On Fri, 2005-03-04 at 12:53 +0100, Tom Kistner wrote:
> Clogging up remote queues, delaying bona fide emails ...
Those are the two major problems with greylisting, it's true. You can do
a lot to alleviate those two problems though.
Firstly, you don't ever greylist mail hosts which are actually known to
have queues. If you greylist a mail and it's later retried, there is
_no_ point in ever greylisting any further mail from the same host. You
might as well just accept it in future.
Secondly, you shouldn't just greylist _everything_ that's offered.
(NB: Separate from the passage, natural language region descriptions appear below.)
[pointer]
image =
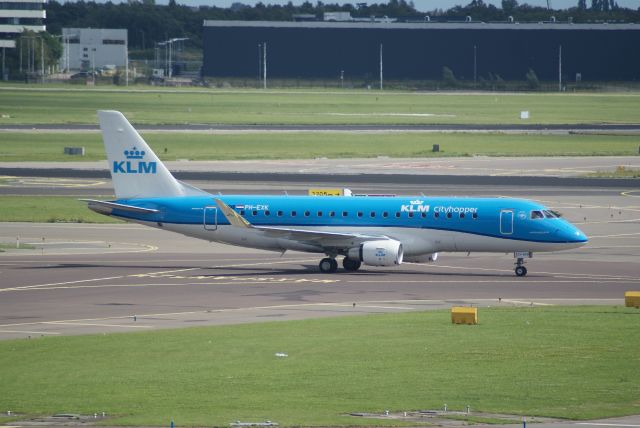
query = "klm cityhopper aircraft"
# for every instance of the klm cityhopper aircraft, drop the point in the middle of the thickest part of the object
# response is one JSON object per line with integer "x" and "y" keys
{"x": 376, "y": 231}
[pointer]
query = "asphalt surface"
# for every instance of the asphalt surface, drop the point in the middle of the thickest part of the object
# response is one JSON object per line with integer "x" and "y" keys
{"x": 577, "y": 127}
{"x": 487, "y": 171}
{"x": 86, "y": 279}
{"x": 83, "y": 278}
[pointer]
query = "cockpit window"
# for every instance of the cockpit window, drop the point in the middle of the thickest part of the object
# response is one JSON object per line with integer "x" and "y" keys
{"x": 536, "y": 214}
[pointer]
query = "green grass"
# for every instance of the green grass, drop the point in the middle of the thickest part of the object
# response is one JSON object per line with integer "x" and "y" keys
{"x": 49, "y": 209}
{"x": 17, "y": 146}
{"x": 481, "y": 419}
{"x": 12, "y": 246}
{"x": 620, "y": 172}
{"x": 567, "y": 362}
{"x": 41, "y": 105}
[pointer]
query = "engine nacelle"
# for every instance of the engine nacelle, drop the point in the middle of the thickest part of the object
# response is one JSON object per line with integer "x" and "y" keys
{"x": 378, "y": 253}
{"x": 422, "y": 258}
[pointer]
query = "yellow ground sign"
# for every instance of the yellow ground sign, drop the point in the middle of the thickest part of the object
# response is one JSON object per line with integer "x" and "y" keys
{"x": 325, "y": 192}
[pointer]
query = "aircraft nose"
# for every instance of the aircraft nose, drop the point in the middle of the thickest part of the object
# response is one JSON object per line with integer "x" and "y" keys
{"x": 573, "y": 235}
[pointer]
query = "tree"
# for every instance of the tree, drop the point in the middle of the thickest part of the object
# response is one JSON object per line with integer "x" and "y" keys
{"x": 448, "y": 77}
{"x": 532, "y": 80}
{"x": 509, "y": 5}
Do it
only for mail which is at least slightly suspicious.
The greylisting implementation I'm currently playing with is very simple
-- it's in
http://david.woodhou.se/eximconf/include/acl-greylist and
depends on the mail being marked 'suspicious' by having $acl_m0 set
elsewhere by acl-content and/or acl-mime.
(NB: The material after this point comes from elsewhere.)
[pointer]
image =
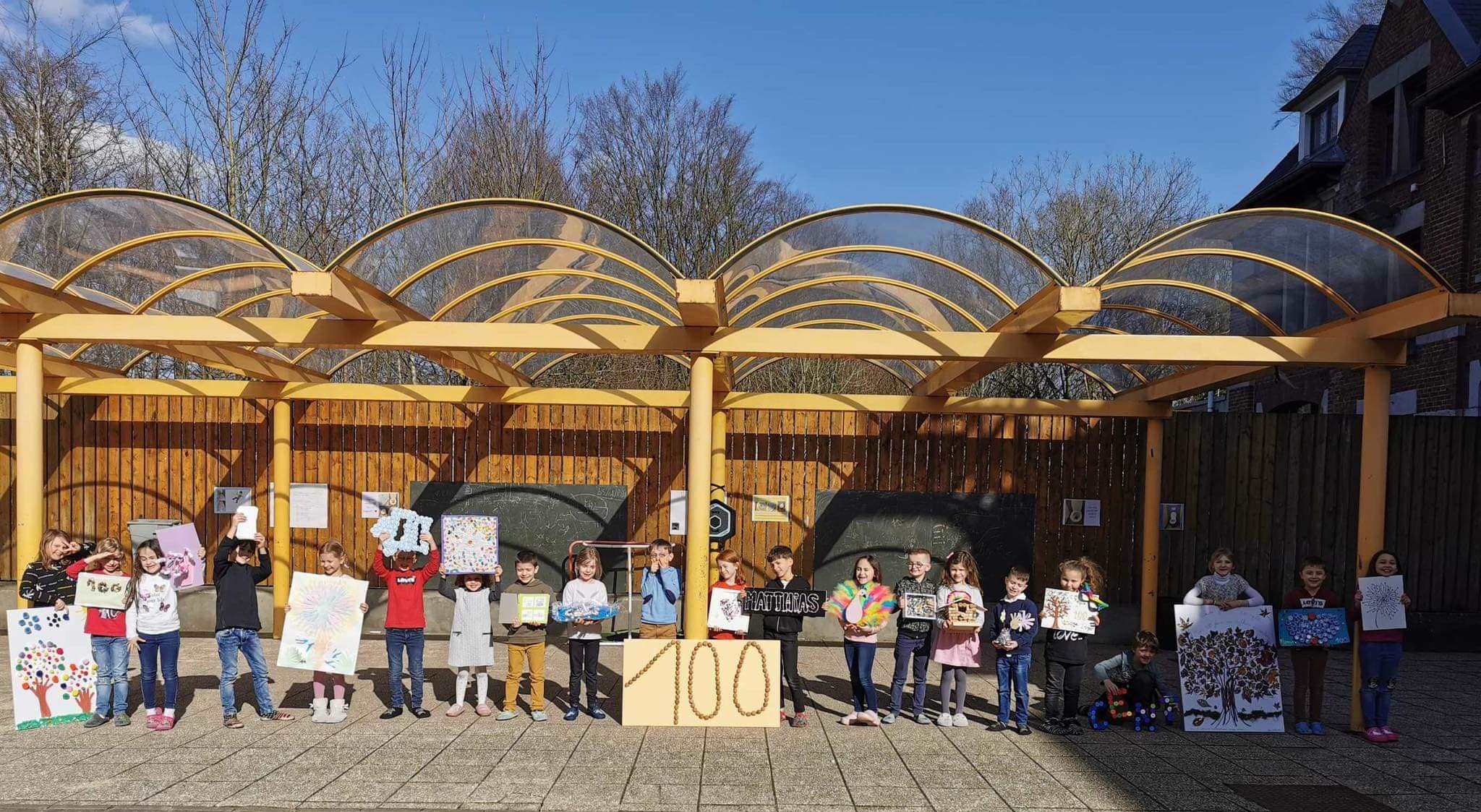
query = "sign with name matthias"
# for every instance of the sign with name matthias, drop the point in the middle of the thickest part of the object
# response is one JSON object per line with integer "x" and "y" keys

If a mail is accepted after greylisting, the host which _originally_
offered that mail is automatically exempted from greylisting in future.
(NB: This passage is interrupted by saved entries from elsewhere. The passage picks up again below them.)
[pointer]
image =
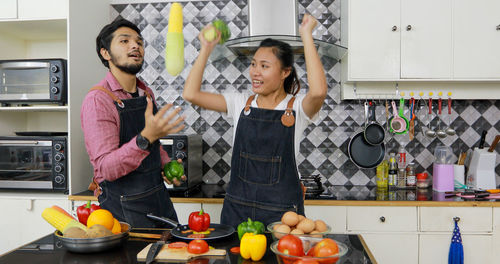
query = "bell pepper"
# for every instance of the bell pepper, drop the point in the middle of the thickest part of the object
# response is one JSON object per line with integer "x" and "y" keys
{"x": 250, "y": 226}
{"x": 199, "y": 221}
{"x": 83, "y": 211}
{"x": 253, "y": 246}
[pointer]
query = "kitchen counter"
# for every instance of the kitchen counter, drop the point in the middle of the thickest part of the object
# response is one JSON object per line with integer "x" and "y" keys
{"x": 335, "y": 196}
{"x": 49, "y": 250}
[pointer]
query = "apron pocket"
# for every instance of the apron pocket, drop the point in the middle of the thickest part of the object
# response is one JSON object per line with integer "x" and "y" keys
{"x": 259, "y": 169}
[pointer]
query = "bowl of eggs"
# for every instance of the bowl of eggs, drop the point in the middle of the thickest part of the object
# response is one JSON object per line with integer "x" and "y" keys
{"x": 299, "y": 225}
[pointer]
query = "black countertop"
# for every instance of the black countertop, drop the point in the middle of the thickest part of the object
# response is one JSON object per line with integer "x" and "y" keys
{"x": 49, "y": 250}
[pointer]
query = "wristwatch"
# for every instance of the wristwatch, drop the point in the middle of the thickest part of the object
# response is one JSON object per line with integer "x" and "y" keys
{"x": 143, "y": 143}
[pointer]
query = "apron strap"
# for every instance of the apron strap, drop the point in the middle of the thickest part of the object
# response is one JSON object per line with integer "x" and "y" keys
{"x": 287, "y": 119}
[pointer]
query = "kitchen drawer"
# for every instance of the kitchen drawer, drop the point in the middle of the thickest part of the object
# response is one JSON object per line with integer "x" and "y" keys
{"x": 472, "y": 219}
{"x": 334, "y": 216}
{"x": 381, "y": 218}
{"x": 434, "y": 248}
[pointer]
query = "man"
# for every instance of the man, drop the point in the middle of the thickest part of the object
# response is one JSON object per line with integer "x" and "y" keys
{"x": 121, "y": 126}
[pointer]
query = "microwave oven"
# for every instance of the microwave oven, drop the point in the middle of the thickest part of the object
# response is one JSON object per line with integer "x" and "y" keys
{"x": 34, "y": 163}
{"x": 187, "y": 147}
{"x": 27, "y": 82}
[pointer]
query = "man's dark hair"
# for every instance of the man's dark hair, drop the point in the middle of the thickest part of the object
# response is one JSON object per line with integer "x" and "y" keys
{"x": 104, "y": 38}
Mail is considered for greylisting only if there's something suspicious
about it -- either having more than zero SpamAssassin points, looking
like a fake reply ('Re:' in Subject but no References), coming from a
host without good reverse DNS _and_ without a CSA record authorising its
HELO, being HTML, etc.
I can't offer data on how well it works yet, because I've only just
rolled it out -- I _really_ need to start using sqlite instead of the
'${run {sh -c "echo blah >> LSEARCHDATAFILE"}' hack, or at least use
daily greylist-db files and just delete the ones which are older than a
week, and perhaps think about a nightly cron job to make a cdb from the
'greylist-known-resenders' when that grows larger.